This R package provides functions to crawl the stock market from the platform http://www.ariva.de. Although Yahoo has (and maybe several other providers) an API to request financial (stock) data, those platforms lack some information, especially in conjunction with german stock market data. After some reasearch I found that ariva provides the most information for all international stocks and its website structure allows easy crawling. This package will grow iteratively with additonal functionalities. Nevertheless, the methods are strictly depending on the website structure of ariva and the GET request structure of the csv file!
Here is a list of features which will be added over time:
-
Get price information:
- Allow to choose stock market e.g. Xetra, Frankfurt etc.
-
Get stock information:
- listing main indices.
- list stocks from stock indices --> Ask about e.g. DAX or NASDAQ and retrieve their current stocks
- further stock information on ISIN with: Yahoo ticker, sector,, location etc. Also dividends, general meetings etc.
- Build an internal text file with (own) standardized stock names for easier request, such that ISIN can be replaced with the stock name. Therefore crawl all possible stocks (ISIN, Yahoo ticker and name) and put in a txt file. Should be able to be updated.
-
Get fundamental data:
- Crawl also fundamental data like PE ratio or equity ratio etc.
-
Quick Plot functions:
- Provide pre-defined plots for price and fundamental data
-
Preprocess Price and Fundamental Data:
- Add functions to process the data. E.g. calculate returns
When installing this package you should at least use the R version 3.3.0 (2016-05-03). For the library dependecies see the section below. You can easily install this R package by using the install_github()

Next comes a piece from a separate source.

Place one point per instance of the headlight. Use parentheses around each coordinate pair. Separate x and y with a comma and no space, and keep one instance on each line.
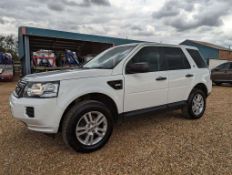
(42,89)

function from the devtools
package:
library(devtools)
install_github("wagnertimo/smarketcrawlR")
Before using this R package, please check that you have installed the following R packages. Normally during the installation of the package those dependencies will also be installed. If not you have to do it manually.
httr
xml2
XML
lubridate
dplyr
ggplot2
stringr
logging
tidyr
To start with this R package it is convenient to first use the getStockMarketIndexList()
function. This returns a data.frame with all the stock indexes (or indices) from http://www.ariva.de/aktien/indizes.
Status Quo the function only returns the name of the stock index a link to its main page at ariva.de and its ISIN. Later on the goal is to also add its stocks.
At the end you will get a list of the most important stock indexes around the world with its current stocks (name and ISIN). From there on you can use the other functions like e.g. getDailyOHLC()
since you now have a list of stocks with names and the needed ISIN unique identifier. There will also be a function to convert the stock (with its ISIN) into a Yahoo ticker.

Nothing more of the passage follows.